Le pregevoli ospitate non sono finite qui. “Baby, Don’t Look Down” è co-firmata da Tony Joe e l’istrionico Michael McDonald, uno dei pilastri dei Doobie Brothers (oltre a una carriera solista di grande successo), il quale duetta con il Nostro e canta alcune strofe in solitaria.

 

“Rain falling down

Fells like trouble

Here I am, baby

You should have run for cover”

("Run for Cover")

 

Anche le altre nuove composizioni di White sono sicuramente riuscite, dall’iniziale, conturbante, a suo modo romantica “Run for Cover” alla conclusiva “Keeper of the Fire”, ode a una donna forte, amabile e selvaggia, regina della natura e, come narra il titolo, metaforicamente “custode del fuoco”.
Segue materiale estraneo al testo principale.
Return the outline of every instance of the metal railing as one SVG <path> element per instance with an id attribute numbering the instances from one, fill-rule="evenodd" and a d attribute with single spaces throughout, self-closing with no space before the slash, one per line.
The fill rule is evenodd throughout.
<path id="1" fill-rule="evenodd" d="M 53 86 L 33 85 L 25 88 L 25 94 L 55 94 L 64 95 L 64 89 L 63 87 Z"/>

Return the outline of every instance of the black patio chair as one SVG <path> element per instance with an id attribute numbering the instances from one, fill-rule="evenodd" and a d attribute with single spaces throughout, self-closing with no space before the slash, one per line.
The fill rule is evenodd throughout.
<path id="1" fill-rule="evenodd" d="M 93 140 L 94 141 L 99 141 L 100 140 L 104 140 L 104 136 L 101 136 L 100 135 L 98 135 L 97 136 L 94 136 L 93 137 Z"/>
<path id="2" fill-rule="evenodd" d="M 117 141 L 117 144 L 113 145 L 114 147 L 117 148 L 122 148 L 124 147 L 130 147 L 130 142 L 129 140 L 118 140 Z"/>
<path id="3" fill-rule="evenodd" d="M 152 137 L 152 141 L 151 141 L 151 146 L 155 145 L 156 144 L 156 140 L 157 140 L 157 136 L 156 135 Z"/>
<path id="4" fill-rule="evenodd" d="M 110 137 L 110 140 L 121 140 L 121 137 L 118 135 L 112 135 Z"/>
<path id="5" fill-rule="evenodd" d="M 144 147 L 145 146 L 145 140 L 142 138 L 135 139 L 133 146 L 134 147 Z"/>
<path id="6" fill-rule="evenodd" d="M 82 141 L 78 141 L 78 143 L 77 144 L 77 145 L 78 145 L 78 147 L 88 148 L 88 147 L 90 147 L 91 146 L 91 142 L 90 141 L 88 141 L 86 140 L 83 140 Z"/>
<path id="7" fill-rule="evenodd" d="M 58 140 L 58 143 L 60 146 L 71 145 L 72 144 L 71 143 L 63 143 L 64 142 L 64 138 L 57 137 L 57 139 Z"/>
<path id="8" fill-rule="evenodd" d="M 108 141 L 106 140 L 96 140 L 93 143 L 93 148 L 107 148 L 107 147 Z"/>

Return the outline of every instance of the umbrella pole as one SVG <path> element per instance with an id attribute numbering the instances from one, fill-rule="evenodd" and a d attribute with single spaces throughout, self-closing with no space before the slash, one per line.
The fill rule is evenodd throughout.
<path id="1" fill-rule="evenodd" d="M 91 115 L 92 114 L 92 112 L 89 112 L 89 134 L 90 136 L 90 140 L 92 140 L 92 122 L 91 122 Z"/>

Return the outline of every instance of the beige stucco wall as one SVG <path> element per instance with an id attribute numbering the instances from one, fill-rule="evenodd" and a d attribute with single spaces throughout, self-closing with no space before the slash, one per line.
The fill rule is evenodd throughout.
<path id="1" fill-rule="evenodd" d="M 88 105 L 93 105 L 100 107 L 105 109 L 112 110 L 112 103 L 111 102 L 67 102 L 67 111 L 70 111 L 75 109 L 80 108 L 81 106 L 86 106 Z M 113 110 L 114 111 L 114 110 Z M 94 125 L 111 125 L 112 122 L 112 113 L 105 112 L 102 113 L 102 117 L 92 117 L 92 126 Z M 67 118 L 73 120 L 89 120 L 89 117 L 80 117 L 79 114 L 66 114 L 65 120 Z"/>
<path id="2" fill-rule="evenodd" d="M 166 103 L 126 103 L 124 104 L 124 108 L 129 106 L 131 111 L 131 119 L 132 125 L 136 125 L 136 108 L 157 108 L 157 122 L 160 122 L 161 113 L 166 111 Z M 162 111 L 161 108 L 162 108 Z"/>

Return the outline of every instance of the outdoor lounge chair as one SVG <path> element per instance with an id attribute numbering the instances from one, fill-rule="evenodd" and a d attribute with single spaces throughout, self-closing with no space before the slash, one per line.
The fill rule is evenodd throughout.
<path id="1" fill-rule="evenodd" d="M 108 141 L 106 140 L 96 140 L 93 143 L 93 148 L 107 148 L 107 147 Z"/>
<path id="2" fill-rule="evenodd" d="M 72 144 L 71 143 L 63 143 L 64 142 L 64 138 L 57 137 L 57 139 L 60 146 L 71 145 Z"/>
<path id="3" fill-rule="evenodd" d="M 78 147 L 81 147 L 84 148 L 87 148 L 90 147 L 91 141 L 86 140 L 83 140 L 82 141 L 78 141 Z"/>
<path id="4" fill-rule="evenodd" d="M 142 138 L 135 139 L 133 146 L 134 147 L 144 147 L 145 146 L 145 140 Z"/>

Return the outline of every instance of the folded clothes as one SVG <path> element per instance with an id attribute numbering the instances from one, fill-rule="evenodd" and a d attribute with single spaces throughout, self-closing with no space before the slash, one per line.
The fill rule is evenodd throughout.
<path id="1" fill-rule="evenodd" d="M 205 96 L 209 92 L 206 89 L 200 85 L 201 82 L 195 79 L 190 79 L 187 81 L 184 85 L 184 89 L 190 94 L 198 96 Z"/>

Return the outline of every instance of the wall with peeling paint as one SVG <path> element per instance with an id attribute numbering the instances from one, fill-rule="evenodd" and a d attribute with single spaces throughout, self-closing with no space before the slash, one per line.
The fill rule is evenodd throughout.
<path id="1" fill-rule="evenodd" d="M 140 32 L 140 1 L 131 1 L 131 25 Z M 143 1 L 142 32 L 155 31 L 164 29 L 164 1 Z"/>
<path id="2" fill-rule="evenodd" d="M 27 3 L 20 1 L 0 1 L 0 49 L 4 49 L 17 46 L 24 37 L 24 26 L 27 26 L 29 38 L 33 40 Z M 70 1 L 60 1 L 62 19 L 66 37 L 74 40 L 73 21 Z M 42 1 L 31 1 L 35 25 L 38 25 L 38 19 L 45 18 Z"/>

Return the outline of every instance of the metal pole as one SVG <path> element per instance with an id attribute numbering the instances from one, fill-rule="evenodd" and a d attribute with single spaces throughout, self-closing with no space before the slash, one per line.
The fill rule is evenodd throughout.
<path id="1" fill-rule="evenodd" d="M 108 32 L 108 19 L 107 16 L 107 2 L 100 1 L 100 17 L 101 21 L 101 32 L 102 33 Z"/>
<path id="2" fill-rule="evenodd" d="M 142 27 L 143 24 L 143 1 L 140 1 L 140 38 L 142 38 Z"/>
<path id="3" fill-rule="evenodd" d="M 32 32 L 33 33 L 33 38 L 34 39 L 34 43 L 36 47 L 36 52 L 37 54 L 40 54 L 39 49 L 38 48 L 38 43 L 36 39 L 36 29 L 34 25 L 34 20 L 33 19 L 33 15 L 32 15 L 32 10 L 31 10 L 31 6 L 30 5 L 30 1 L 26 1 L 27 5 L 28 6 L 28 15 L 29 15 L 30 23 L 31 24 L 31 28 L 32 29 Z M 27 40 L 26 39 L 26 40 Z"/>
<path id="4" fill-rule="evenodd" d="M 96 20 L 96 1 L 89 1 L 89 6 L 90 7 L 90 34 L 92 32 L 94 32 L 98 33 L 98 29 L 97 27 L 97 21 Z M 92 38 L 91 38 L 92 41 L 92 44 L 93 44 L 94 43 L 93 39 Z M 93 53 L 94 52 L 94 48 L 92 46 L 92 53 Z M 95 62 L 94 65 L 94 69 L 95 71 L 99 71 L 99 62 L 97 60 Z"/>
Uncovered si rivela un disco ineccepibile, con la ciliegina sulla torta dello splendido remake di “Rainy Night in Georgia”, di cui è d’uopo ricordare una magistrale versione portata alla celebrità da Brook Benton ormai cinquantacinque anni fa. Il “Sultano dello swamp rock”, storico autore di “Polk Salad Annie” e, negli Ottanta, delle hit di Tina Turner “Steamy Windows” e “Undercover Agent for the Blues”, lascia così il suo segno pure nel nuovo secolo. Un’eredità pesante, la sua, fortunatamente presa a cuore da artisti e gruppi del calibro di Susan Tedeschi, Foo Fighters e Robert Cray.

Quest'ultimo ha coinvolto White nel suo album del 2017 Robert Cray & Hi Rhythm, proponendo versioni intense dei brani composti da White Aspen, Colorado” e “Don't Steal My Love”. Inoltre, nel successivo That's What I Heard (2020), il chitarrista nato in Georgia, a Columbus, rende omaggio al suo vecchio amico con la struggente “To Be With You”. È un'esibizione sentita, con il delicato accompagnamento della sei corde di Cray a creare un'atmosfera suggestiva. “If I could do anything, I would do everything for you. If I could go anywhere, the place I’d be is right here with you”, canta Robert, prima che la ballata culmini in un assolo che raggiunge il cielo. Emozionante.

 

«Ho avuto il grande piacere di lavorare con Tony Joe, e di vedere e sentire la sua anima. White e la sua musica sono così sinceri e sentiti. Ancora una volta, attraverso di lui, mi viene ricordato che bisogna liberarsi dai propri pregiudizi quando si scrive, o qualunque cosa si faccia. Questo mi piaceva di Tony». (Estratto da articolo di Joseph Hudak per rollingstone.com, 2020).